Mass spectrometry imaging 1: Loading and exploring MSI data

Overview

question Questions
  • How to upload an imzML file into Galaxy
  • Getting an overview of the MSI data with the MSI quality report tool
  • How to export MSI data as tabular files
objectives Objectives
  • Basic understanding of handling and exploring an imzML file in Galaxy
requirements Requirements

time Time estimation: 30 minutes

Introduction

This tutorial introduces the handling of the mass spectrometry imaging (MSI) file type imzML in Galaxy and some first steps to explore the data.

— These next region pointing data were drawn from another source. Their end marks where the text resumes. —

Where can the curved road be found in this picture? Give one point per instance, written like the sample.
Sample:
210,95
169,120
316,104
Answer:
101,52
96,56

Mass spectrometry imaging is applied to measure the spatial distribution of biomolecules such as peptides, proteins, metabolites or chemical compounds. Depending on the analyte of interest, different ionization sources and mass analyzers are used in the mass spectrometer. Traditionally, the resulting MSI data is exported in the file format of the mass spectrometry vendor. With the introduction of the common standard format imzML, more and more vendors provide an imzML export option and further software exists to convert proprietary files into an imzML file. The imzML file format was introduced to ease the exchange of MSI data between different instruments and data analysis software Schramm et al., Journal of Proteomics, 2012. Galaxy also supports the Analyze7.5 data format, that is used by ABSciex mass spectrometers. Independent of the file type all MSI data experiments contain full mass spectra consisitng of mass over charge (m/z) - intensity pairs. Each spectrum has x- and y-coordinates that define the pixel in which it was measured. Often thousands of spectra with hundrets of m/z features are acquired leading to big and complex data. Before starting with the data analysis it is therefore helpful to visualize all levels of the data in different ways to better understand the data and to obtain an idea about it’s quality and usefulness.

Agenda

In this tutorial, we will deal with:

  1. Uploading an imzML file into Galaxy
  2. Exploring MSI data with the MSI quality report tool
  3. Exporting MSI data to tabular files

Uploading an imzML file into Galaxy

In case no direct imzML export is provided by the mass spectrometer software, proprietary files can be converted to imzML files with the tools provided on the following website: ms-imaging.org. The imzML file consists of two files: The first file contains the metadata in an XML file and has the extension .imzML. The second file contains the mass spectra data and is saved as binary file and its extension is .ibd. To be valid both files must have the same filename before the extension. More information about the imzML file structure can be found here: ms-imaging.org. Galaxy provides the composite upload for files consisting of several components.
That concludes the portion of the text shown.